The two brightest planets are drawing close together in the eastern sky before dawn, creating an ever more eye-catching spectacle for early risers.
After weeks of slowly closing in on each other, Venus and Jupiter appear only 2.3° apart on Friday morning (October 23rd) as seen from the North American time zones. That's roughly a thumb's width at arm's length. On Saturday morning the 24th they're only 1.6° apart, about a finger-width.
They'll be closest, in conjunction 1.1° apart, on Sunday and Monday mornings, the 25th and 26th. That's maybe the width of your little finger at arm's length. Venus is the brighter of the two planets.
In addition, little orange Mars glows right nearby. It's much fainter, only 1⁄250 as bright as Venus. Even so, Mars is easy to spot before the sky grows too bright. Look at least an hour before your local sunrise time.1
Mars remains below the two dazzlers this weekend and through the coming week. The three form a "trio," fitting within a circle 5° in diameter, from October 22nd through 29th. Then Venus, descending, catches up with Mars and passes close by it on November 2nd and 3rd, when they'll be 0.8° and 0.7° apart, respectively.
There's more!
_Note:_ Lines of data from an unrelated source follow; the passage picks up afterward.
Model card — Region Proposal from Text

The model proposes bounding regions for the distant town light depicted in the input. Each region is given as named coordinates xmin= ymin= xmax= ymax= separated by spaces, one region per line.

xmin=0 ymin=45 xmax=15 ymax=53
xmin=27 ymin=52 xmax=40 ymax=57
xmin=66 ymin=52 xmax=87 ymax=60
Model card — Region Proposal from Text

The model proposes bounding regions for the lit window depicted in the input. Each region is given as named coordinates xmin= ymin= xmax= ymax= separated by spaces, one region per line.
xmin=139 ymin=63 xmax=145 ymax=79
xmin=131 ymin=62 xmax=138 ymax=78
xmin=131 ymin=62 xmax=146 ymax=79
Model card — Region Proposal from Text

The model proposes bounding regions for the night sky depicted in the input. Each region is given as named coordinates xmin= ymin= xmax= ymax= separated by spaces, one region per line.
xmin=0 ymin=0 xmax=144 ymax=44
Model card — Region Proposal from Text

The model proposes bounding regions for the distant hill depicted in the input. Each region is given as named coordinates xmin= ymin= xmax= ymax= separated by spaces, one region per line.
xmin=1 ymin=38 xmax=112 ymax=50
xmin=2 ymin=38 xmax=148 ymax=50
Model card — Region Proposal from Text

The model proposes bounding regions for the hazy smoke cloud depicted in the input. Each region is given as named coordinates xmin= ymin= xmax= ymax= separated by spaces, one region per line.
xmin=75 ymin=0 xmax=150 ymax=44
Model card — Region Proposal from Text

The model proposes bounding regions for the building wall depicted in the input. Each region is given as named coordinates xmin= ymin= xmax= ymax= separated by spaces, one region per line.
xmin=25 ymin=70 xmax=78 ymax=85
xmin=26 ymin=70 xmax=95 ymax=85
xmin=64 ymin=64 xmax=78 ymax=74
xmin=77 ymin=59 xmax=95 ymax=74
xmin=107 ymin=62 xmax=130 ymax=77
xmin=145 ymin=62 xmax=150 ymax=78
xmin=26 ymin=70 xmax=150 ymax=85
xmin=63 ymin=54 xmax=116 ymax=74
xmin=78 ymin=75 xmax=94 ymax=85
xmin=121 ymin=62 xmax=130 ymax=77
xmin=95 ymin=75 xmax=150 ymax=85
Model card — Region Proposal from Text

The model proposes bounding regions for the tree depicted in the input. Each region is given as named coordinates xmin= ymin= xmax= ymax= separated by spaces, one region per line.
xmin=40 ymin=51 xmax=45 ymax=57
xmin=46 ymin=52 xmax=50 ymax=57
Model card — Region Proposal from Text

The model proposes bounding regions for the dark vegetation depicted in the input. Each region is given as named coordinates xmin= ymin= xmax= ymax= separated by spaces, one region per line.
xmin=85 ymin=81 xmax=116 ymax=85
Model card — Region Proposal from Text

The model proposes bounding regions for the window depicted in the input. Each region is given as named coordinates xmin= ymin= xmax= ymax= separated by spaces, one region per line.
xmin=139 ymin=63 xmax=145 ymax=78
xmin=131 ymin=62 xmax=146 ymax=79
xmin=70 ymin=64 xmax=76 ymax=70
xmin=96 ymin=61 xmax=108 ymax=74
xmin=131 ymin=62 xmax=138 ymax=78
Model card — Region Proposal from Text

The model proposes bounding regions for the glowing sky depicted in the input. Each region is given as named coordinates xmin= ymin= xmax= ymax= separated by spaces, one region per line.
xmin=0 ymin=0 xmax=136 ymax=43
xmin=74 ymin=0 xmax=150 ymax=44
On the morning of November 6th the waning crescent Moon will pose next to Jupiter, forming a striking pair. Then on the 7th it steps away from Jupiter to cuddle even closer to Venus.
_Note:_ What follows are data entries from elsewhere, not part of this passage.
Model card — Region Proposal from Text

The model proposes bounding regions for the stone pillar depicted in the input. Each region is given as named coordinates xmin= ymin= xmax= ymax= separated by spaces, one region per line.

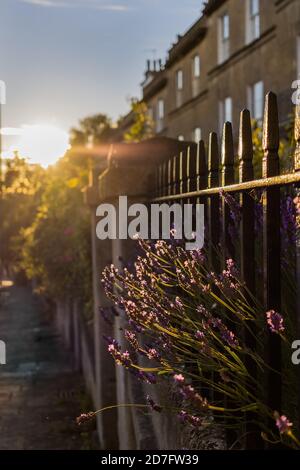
xmin=97 ymin=163 xmax=160 ymax=450
xmin=85 ymin=165 xmax=119 ymax=450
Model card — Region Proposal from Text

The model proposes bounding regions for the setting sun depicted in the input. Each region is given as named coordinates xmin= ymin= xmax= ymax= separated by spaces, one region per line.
xmin=15 ymin=124 xmax=69 ymax=167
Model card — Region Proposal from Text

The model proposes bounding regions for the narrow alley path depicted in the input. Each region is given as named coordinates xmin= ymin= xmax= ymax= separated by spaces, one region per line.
xmin=0 ymin=285 xmax=94 ymax=450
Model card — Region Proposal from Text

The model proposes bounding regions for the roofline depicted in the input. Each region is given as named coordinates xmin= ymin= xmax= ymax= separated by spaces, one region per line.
xmin=143 ymin=73 xmax=168 ymax=101
xmin=166 ymin=16 xmax=207 ymax=68
xmin=202 ymin=0 xmax=227 ymax=16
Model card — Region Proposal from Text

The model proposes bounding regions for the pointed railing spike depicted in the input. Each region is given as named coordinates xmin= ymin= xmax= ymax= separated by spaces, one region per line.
xmin=221 ymin=121 xmax=234 ymax=186
xmin=262 ymin=92 xmax=279 ymax=178
xmin=208 ymin=132 xmax=219 ymax=189
xmin=238 ymin=109 xmax=254 ymax=182
xmin=295 ymin=104 xmax=300 ymax=171
xmin=197 ymin=140 xmax=207 ymax=191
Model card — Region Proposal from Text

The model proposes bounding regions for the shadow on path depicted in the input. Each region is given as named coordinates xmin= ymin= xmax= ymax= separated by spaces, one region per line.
xmin=0 ymin=285 xmax=94 ymax=450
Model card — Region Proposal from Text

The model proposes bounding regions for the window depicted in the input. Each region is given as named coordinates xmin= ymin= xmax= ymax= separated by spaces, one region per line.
xmin=193 ymin=55 xmax=201 ymax=78
xmin=194 ymin=127 xmax=202 ymax=143
xmin=178 ymin=135 xmax=185 ymax=141
xmin=148 ymin=106 xmax=154 ymax=121
xmin=218 ymin=13 xmax=230 ymax=63
xmin=176 ymin=69 xmax=183 ymax=90
xmin=219 ymin=97 xmax=232 ymax=132
xmin=246 ymin=0 xmax=260 ymax=43
xmin=248 ymin=81 xmax=264 ymax=121
xmin=156 ymin=99 xmax=164 ymax=133
xmin=157 ymin=99 xmax=164 ymax=120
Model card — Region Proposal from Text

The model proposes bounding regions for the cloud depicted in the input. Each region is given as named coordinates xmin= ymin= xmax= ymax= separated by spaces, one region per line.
xmin=21 ymin=0 xmax=66 ymax=6
xmin=0 ymin=127 xmax=24 ymax=136
xmin=20 ymin=0 xmax=131 ymax=11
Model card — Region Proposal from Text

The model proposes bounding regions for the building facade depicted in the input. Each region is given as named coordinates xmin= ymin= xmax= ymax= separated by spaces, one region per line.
xmin=139 ymin=0 xmax=300 ymax=144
And more! As dawn brightens, look for a fourth planet, Mercury, lurking way down near the horizon below the other three. Don't delay; Mercury is sinking lower day by day.
Planets Bright and Dim
Why are Venus and Jupiter so bright and Mars so faint by comparison?
First, Venus is the closest of the three. On Monday the 26th Venus is 65 million miles from us, compared to Mars's 208 million miles and Jupiter's 560 million miles. Venus is also much nearer to the Sun than the other two, so it's illuminated more intensely. And it's covered with highly reflective white clouds.
Jupiter is much farther from both Earth and Sun, but it's vastly larger than Venus, which goes a long way toward making up for its greater distance and weaker illumination.
Mars is the smallest of the three planets (it's just half the diameter of Earth). And its surface, dark orange-brown, isn't very reflective at all. But its rusty soil does give Mars its distinctive orange tint as seen from your backyard.
Think photo opportunity! Bring a tripod to hold your camera still, because it will want to take relatively long exposures in the dim light. Use a long lens or your maximum zoom to get a decent image scale. Include some tree branches or other foreground for scenery.
1 You can find your local time of sunrise using our online almanac. Be sure to check the daylight-saving time box during October, then uncheck it on the morning of November 1st when standard time returns, if you live where daylight time is observed (most of North America).